Tori K-P: If I could go by Papa and have it not mean dad, I would totally do that because I think it sounds cooler. I always thought it sounded cooler. I do feel I feel bad that by having a name like Baba and having a queer family, I put Anika in a position of having to have two things she has to be knowledgeable about and also explain to people who are inappropriately curious. I mean definitely, kids yell your name all the time. Right? So every time she yells my name, it’s like joy and annoyance at the same time. So I would never want to change it because for the last almost eight years that’s been my life. But I do wish that there would have been a better name, or not a better name, but a different name than I could have chosen that people would have knowledge of and that she wouldn’t have to explain the name, but would also have aligned with me. I think that will just come with gender evolution. We’ve gotten to the point now where we have to move beyond the two genders and that will happen in her lifetime, but maybe not mine. I might be old by the time you know, she has a child and a name is available. And maybe by then it will be Baba because maybe a lot of people will choose it. I hope so.

Emily M: Yeah. So my last question is, for people with little ones who maybe don’t call them anything yet, or people who are going to become parents are thinking about becoming parents someday, what advice do you have? What sort of advice would you have for folks through that journey?
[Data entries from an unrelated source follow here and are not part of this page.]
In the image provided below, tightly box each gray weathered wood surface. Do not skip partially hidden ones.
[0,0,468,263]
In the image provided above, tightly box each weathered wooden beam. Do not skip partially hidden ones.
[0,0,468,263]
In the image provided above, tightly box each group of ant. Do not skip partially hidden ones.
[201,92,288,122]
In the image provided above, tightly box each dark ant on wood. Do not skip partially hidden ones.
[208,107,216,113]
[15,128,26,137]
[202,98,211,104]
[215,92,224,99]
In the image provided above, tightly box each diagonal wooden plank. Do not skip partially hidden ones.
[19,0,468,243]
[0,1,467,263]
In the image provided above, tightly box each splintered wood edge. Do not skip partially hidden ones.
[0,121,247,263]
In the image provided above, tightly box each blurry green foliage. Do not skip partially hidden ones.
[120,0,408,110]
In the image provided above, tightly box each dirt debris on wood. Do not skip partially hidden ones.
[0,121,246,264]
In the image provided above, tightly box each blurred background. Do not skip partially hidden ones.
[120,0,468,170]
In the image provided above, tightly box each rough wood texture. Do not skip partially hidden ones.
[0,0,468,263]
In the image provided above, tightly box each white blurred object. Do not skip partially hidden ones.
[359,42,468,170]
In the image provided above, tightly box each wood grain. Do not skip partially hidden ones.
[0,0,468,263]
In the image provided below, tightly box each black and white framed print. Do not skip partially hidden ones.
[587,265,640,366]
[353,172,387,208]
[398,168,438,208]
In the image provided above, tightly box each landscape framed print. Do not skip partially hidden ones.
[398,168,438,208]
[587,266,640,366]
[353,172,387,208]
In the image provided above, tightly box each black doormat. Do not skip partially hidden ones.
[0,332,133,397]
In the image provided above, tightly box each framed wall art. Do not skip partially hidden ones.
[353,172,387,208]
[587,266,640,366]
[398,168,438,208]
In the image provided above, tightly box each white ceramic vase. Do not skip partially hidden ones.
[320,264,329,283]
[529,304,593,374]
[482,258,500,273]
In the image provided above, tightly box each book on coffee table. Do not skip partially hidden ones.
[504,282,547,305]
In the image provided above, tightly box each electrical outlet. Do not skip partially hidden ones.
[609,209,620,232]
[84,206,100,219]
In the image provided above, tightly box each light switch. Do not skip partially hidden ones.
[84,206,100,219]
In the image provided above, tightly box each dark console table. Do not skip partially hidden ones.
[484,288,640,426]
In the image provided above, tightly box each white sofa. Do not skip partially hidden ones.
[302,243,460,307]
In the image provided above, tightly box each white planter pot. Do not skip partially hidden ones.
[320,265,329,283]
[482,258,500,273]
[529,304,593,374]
Tori K-P: Anika never really got a choice. We didn’t poll her for her opinion, but I think for me it is about listening to yourself. When in that car ride, I was feeling and continue to feel most aligned with Papa. I get why that would have caused a significant burden for Anika. And Baba felt right. But we also knew that it had regional ramifications. People around us were really called Baba. And Momo felt really wrong. But Baba felt like a compromise. I feel like I kind of dodged a bullet. Right? I don’t know that nine years ago I would have had the confidence to stand up for myself. I’m relatively early in my relationship with Sunnie. Certainly before I had a child. And you sort of become better at standing up for yourself because you have to stand up for your kid. I don’t know that I would have taken up the space that has allowed me to be happy every time she says my name. When she calls me Baba, I feel satisfied and heard and seen and acknowledged for the gender nonconforming person than I am. The only advice I would give is know that at some point you’re going to feel, you’re likely to feel like you maybe made a mistake or could have chosen something that was easier. But also know that it is what you are going to go by until the day you die. And you, you have to just take up the space that’s required for you to feel happy when you hear that name. Every time I’m at I karate class or whatever and some woke straight person says, “Oh, your Mommy’s here to pick you up.” – it makes me sick to my stomach. It’s not how I identify and it really feels like I’m not being seen even though they don’t know that they’re trying to see me. The only advice is really just listen to your heart to the best you can before you have a child or before they can speak.